Return the number of columns in the csv file. :param csv_file: CSV file path. :return: Number of columns in the csv file.

schrodinger.utils.fileutils.hash_for_file(path, algorithm=<built-in function openssl_md5>, buff_size=8388608)

Get file hash.

Parameters
  • path (str) – File path

  • algorithm (method) – Algorithm to use

  • buff_size (int) – Buffer size

Return type

str

Returns

File hash

schrodinger.utils.fileutils.extended_windows_path(dos_path, only_if_required=True)

Convert path to absolute path and prepend extended path tag to paths on Windows

Parameters
  • dos_path (str) – a Windows file path, which may be longer than 256 characters and therefore invalid

  • only_if_required (bool) – Whether to append windows extended path tag to to file paths that do not exceed WINDOWS_MAX_PATH in length.

Return type

string

Returns

An Windows extended file path which can accommodate 30000+ characters

schrodinger.utils.fileutils.slugify(text)

Slugifies a filename for use in a URL or file name.

Based on the Django implementation. (https://github.com/django/django/blob/dcebc5da4831d2982b26d00a9480ad538b5c5acf/django/utils/text.py#L400)

Parameters

text (str) – Text to slugify

Returns

Slugified text

Return type

str

schrodinger.utils.fileutils.is_subpath(path, parent_dir, strict=False)

Returns whether the specified path is a subdir of the specified parent directory.

Parameters

strict (bool) – if False, the parent_dir is considered a subpath of itself. Set to True so only actual subpaths qualify as paths.

schrodinger.utils.fileutils.split_file_round_robin(infile, outfiles, has_header)

Chunks a larger file into smaller files by systematically sampling every k-th input line into the k-th output file. To be used with flat data files such as CSV or SMI files.

Parameters
  • infile (str) – The input file to be split.

  • outfiles (list[str]) – The files to be written to. Will be overwrite any file that already exists.

  • has_header (bool) – Whether the input file has a header line.

schrodinger.utils.fileutils.convert_path_to_unix(path: pathlib.Path) str

Convert a path to a Unix-style path. Return a string representation of the path with forward slashes ‘/’.

class schrodinger.utils.fileutils.MultiFileReader(files, *, have_header=True)

Bases: object

An iterator context manager to read in a collection of flat files. Files are logically concatenated so that all records are treated as one large file. Supports a mixture of compressed and uncompressed files.

Variables

header (Optional[str]) – If ‘have_header’ is set, this will contain the first line of the last file that was read in. I.e., the header line.

__init__(files, *, have_header=True)
Parameters
  • files (Iterable[str]) – The files to be sampled.

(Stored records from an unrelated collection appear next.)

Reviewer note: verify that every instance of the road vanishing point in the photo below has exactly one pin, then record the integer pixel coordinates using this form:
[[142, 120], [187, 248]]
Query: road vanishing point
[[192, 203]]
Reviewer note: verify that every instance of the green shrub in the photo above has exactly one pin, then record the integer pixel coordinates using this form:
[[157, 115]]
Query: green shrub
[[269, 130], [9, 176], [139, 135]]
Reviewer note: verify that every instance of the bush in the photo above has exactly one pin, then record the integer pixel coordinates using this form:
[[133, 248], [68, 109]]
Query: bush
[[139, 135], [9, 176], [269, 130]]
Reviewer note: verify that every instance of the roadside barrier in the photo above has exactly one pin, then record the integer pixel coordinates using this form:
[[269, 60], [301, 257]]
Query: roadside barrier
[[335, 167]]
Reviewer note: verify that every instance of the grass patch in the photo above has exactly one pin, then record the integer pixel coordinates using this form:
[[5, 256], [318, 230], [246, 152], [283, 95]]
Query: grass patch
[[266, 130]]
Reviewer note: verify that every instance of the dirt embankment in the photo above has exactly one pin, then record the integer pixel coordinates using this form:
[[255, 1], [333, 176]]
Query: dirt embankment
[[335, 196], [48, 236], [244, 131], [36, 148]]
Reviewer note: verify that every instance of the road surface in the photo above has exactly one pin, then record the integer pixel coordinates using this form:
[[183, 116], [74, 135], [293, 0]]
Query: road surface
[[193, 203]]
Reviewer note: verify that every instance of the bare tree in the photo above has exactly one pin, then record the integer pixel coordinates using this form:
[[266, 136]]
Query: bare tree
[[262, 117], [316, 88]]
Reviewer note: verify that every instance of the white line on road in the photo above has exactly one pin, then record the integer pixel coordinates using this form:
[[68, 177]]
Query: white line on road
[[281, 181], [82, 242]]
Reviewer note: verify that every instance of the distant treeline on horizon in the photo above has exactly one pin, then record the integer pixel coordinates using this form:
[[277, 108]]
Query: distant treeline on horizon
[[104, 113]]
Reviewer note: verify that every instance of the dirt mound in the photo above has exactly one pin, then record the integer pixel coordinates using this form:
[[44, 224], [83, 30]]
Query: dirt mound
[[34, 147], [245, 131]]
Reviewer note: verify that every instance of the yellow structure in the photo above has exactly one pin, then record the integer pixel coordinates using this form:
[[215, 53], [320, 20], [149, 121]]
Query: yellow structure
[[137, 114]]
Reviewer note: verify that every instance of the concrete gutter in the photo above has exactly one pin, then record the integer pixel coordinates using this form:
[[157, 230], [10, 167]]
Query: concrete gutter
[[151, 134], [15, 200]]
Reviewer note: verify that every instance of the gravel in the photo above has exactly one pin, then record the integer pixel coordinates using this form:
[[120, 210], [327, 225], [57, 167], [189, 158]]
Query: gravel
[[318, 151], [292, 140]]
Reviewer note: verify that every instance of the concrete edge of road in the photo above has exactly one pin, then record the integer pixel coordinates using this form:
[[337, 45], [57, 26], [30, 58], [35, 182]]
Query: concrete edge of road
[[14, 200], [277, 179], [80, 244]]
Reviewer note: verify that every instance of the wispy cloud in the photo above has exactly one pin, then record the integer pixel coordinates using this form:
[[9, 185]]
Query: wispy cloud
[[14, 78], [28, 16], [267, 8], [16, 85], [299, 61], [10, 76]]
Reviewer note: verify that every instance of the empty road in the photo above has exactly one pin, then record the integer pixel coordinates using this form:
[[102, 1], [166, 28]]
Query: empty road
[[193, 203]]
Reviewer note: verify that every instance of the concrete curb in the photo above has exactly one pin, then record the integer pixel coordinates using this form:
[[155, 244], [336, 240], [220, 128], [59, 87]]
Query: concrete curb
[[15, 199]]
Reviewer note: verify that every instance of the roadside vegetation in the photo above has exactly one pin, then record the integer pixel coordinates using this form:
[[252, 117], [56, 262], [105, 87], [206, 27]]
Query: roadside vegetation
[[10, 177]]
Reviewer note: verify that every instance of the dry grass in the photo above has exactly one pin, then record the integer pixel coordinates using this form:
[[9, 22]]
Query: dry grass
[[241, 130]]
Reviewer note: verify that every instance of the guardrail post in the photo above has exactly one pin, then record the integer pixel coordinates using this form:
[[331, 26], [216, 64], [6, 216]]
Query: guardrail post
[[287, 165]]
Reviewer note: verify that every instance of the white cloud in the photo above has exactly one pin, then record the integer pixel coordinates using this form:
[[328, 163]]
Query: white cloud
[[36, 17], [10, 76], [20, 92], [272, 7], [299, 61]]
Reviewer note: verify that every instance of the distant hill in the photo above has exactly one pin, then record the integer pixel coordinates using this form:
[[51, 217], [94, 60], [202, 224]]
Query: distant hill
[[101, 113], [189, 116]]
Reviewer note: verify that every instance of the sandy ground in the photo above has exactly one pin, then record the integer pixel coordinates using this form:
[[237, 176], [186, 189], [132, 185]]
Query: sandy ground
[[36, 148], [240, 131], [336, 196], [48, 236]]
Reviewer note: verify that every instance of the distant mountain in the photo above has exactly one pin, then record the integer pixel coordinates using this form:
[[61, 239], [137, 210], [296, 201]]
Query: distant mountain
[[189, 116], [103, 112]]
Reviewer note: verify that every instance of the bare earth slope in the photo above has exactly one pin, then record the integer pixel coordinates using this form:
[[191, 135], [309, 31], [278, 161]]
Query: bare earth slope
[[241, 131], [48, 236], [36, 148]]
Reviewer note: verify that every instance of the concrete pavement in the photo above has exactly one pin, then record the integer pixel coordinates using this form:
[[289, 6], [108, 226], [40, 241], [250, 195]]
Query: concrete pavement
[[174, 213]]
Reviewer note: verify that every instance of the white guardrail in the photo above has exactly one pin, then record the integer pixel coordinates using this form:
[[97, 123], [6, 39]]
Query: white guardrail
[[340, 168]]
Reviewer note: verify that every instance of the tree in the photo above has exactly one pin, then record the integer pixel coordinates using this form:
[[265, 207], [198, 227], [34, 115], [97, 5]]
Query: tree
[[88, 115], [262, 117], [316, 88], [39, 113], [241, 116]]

  • have_header (bool) – Whether the files have a header. If so, the header will be stored as a member variable ‘header’.

close()
schrodinger.utils.fileutils.touch(path)

Touch a path.

schrodinger.utils.fileutils.gzip_file(infile, outfile, remove_original=False)

Creates a new gzip compressed file from the input file.

Parameters
  • infile (Path | str) – The input file to be compressed.

  • outfile (Path | str) – The destination file.

  • remove_original (bool) – Whether to delete the original file after compression is completed.